STF derruba lei que prevê arquivamento de material genético; veja tese
Como a norma não chegou a ser aplicada, não há material genético para descarte.
Da Redação
quinta-feira, 13 de abril de 2023
Atualizado às 15:49
Nesta quinta-feira, 13, o STF invalidou dispositivos de lei do Estado do Rio de Janeiro que obriga hospitais a coletarem, compulsoriamente, material genético de mães e bebês no momento do parto e a manter os dados arquivados, à disposição da Justiça, para resolver dúvida sobre possível troca de recém-nascidos. Por unanimidade, o Supremo concluiu que a norma fluminense afronta diretamente os princípios da privacidade e da intimidade.
Sobre o tema, foi fixada a seguinte tese:
"É inconstitucional a lei estadual que preveja o arquivamento de materiais genéticos de nascituros e parturientes em unidades de saúde com fim de realizar exame de DNA comparativo em caso de dúvida."
O caso
No STF, a PGR questionou lei do Estado do Rio de Janeiro que obriga hospitais, casas de saúde e maternidades a coletar material genético de mães e bebês, no momento do parto, para arquivamento.
Os arts. 1º, parte final, e 2º, inciso III, da lei estadual 3.990/02, determinam o armazenamento do material genético na unidade de saúde, à disposição da Justiça, em caso de dúvida quanto a possível troca de bebês, como medida de segurança.
Para o autor da ação, a norma viola os direitos fundamentais à proteção da privacidade e da intimidade e ao devido processo legal. Alegou, ainda, que a norma não exige consentimento prévio formal da mãe para realizar tais medidas, nem veda o uso do material para outros fins.
Assim, a PGR afirma que o benefício da lei é duvidoso e ofende o princípio da proporcionalidade, em sua dimensão de proibição de excesso e de medidas estatais gravosas desnecessárias.
Lei inconstitucional
Na sessão passada, ao votar, o ministro Luiz Fux, relator do caso, explicou que a manipulação desse tipo de dados envolve questões bioéticas, relacionadas a posse ou processamento de DNA de terceiros. E, segundo S. Exa., "os dados genéticos, configuram-se como dados sensíveis ao ordenamento jurídico brasileiro, o que exige que recebam uma tutela jurídica mais cuidados por parte do Poder Público".
"Esses dados sensíveis afetam o núcleo mais profundo da intimidade das pessoas, representando um risco maior à privacidade de que os dados pessoais comuns."
O relator asseverou, ainda, que a norma impugnada ao impor a coleta compulsória e armazenar amostras de DNA de mães e recém-nascidos independentemente de consentimento prévio, afronta diretamente os princípios da privacidade e da intimidade.
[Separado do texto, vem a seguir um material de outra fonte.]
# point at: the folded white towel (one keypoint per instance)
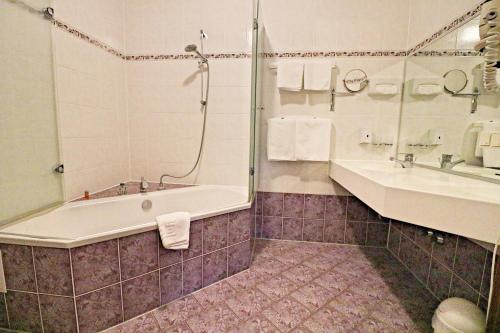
(174, 230)
(281, 139)
(317, 76)
(290, 76)
(312, 139)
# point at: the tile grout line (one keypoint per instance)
(6, 308)
(158, 241)
(36, 286)
(482, 275)
(453, 266)
(120, 277)
(74, 291)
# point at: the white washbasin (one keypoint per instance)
(425, 197)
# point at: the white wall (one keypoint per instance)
(326, 25)
(449, 115)
(164, 95)
(428, 16)
(91, 97)
(332, 26)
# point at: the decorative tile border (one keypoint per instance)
(455, 23)
(447, 53)
(326, 54)
(75, 32)
(96, 286)
(306, 54)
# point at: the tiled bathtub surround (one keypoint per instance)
(458, 268)
(318, 218)
(105, 283)
(302, 287)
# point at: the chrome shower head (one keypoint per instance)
(194, 48)
(191, 48)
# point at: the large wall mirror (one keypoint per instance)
(449, 121)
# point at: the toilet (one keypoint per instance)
(458, 315)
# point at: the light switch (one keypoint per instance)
(365, 135)
(495, 140)
(484, 139)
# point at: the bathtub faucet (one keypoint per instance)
(143, 186)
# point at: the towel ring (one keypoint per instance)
(355, 80)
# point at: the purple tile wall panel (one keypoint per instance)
(120, 278)
(95, 266)
(171, 257)
(58, 313)
(458, 268)
(238, 257)
(53, 271)
(238, 227)
(195, 241)
(141, 294)
(138, 254)
(18, 265)
(24, 314)
(171, 283)
(292, 228)
(214, 267)
(192, 275)
(3, 312)
(314, 206)
(293, 205)
(272, 204)
(215, 233)
(294, 216)
(99, 309)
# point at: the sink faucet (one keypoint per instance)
(143, 186)
(161, 186)
(446, 163)
(407, 162)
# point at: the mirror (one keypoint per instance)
(455, 81)
(355, 80)
(441, 122)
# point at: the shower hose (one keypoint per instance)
(204, 103)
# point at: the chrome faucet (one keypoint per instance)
(446, 163)
(407, 162)
(143, 185)
(161, 186)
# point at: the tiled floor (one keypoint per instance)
(302, 287)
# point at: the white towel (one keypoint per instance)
(290, 76)
(317, 76)
(281, 139)
(174, 230)
(312, 139)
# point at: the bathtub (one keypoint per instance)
(86, 222)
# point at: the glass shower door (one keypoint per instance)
(256, 101)
(29, 148)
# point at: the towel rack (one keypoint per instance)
(274, 66)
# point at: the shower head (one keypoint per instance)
(191, 48)
(194, 48)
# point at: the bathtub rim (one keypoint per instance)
(118, 233)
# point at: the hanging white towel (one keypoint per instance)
(174, 230)
(312, 139)
(317, 76)
(290, 76)
(281, 139)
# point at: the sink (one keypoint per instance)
(425, 197)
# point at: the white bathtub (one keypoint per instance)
(86, 222)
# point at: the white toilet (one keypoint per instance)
(458, 315)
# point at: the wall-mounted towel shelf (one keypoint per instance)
(274, 66)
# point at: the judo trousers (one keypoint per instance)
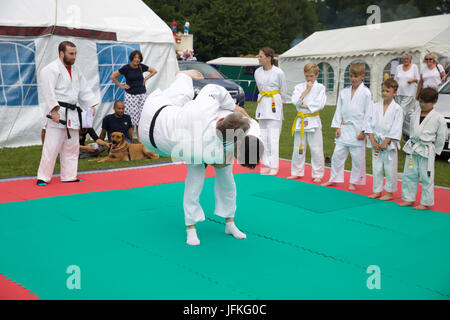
(384, 164)
(56, 142)
(410, 180)
(270, 136)
(314, 140)
(340, 154)
(224, 193)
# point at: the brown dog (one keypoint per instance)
(123, 151)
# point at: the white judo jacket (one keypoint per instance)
(186, 129)
(427, 138)
(57, 85)
(385, 126)
(315, 101)
(273, 79)
(353, 112)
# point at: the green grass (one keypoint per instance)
(24, 161)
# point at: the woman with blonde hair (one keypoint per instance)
(431, 75)
(407, 76)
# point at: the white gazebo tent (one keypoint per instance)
(376, 45)
(104, 31)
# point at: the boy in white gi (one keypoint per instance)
(65, 92)
(384, 127)
(174, 125)
(353, 106)
(309, 98)
(428, 131)
(271, 83)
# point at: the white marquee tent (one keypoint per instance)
(376, 45)
(104, 31)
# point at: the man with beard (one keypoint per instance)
(65, 92)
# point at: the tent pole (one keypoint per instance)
(34, 77)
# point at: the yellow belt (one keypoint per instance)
(302, 115)
(269, 94)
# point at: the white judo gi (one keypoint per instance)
(426, 140)
(187, 130)
(269, 100)
(58, 85)
(353, 113)
(315, 101)
(382, 126)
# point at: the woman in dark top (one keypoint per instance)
(135, 91)
(91, 150)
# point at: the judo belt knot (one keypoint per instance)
(269, 94)
(71, 107)
(302, 116)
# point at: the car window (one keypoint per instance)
(445, 89)
(208, 71)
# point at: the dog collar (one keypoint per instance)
(124, 149)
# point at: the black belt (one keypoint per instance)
(71, 107)
(152, 126)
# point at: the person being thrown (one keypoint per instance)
(209, 130)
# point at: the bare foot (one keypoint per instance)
(375, 195)
(194, 74)
(265, 170)
(387, 196)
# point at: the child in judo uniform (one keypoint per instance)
(384, 128)
(309, 98)
(353, 107)
(428, 131)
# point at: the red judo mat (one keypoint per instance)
(26, 189)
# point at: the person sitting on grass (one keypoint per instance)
(118, 121)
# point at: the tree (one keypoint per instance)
(234, 27)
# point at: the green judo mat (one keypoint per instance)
(303, 242)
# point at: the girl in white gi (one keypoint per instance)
(407, 76)
(271, 83)
(428, 132)
(384, 127)
(65, 91)
(172, 125)
(309, 98)
(352, 109)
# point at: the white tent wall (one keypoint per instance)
(30, 119)
(374, 45)
(154, 40)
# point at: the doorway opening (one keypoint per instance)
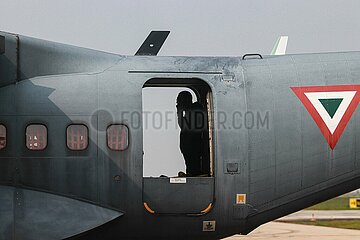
(167, 141)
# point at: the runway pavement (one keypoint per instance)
(285, 231)
(306, 215)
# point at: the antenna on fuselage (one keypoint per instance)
(280, 46)
(153, 43)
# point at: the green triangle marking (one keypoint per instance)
(331, 105)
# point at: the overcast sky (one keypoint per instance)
(198, 27)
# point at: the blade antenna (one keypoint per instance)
(153, 43)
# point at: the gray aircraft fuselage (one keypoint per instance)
(290, 158)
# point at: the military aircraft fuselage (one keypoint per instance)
(273, 149)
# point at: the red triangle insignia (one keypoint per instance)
(331, 107)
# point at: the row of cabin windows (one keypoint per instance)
(77, 137)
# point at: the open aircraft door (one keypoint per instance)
(184, 195)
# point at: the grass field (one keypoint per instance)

Assim, em seu entendimento, coletar e armazenar o material genético na sala de parto revelam-se absolutamente inadequados a assegurar a proteção da identidade genética.
"A manipulação irresponsável dos dados de DNA gera expressos perigos, que inspiram redobrado cuidado em relação ao tratamento conferido aos elementos genéticos da população. Ademais, como a informação genética é única (..), essa informação de caráter pessoal assume relevantíssima importância."
Segundo o relator, a manipulação irresponsável de dados de DNA pode ocasionar uma série de violações a direitos fundamentais, e a falta de mecanismos de controle torna a norma estadual uma carta branca para possível utilização futura desses dados sem autorização.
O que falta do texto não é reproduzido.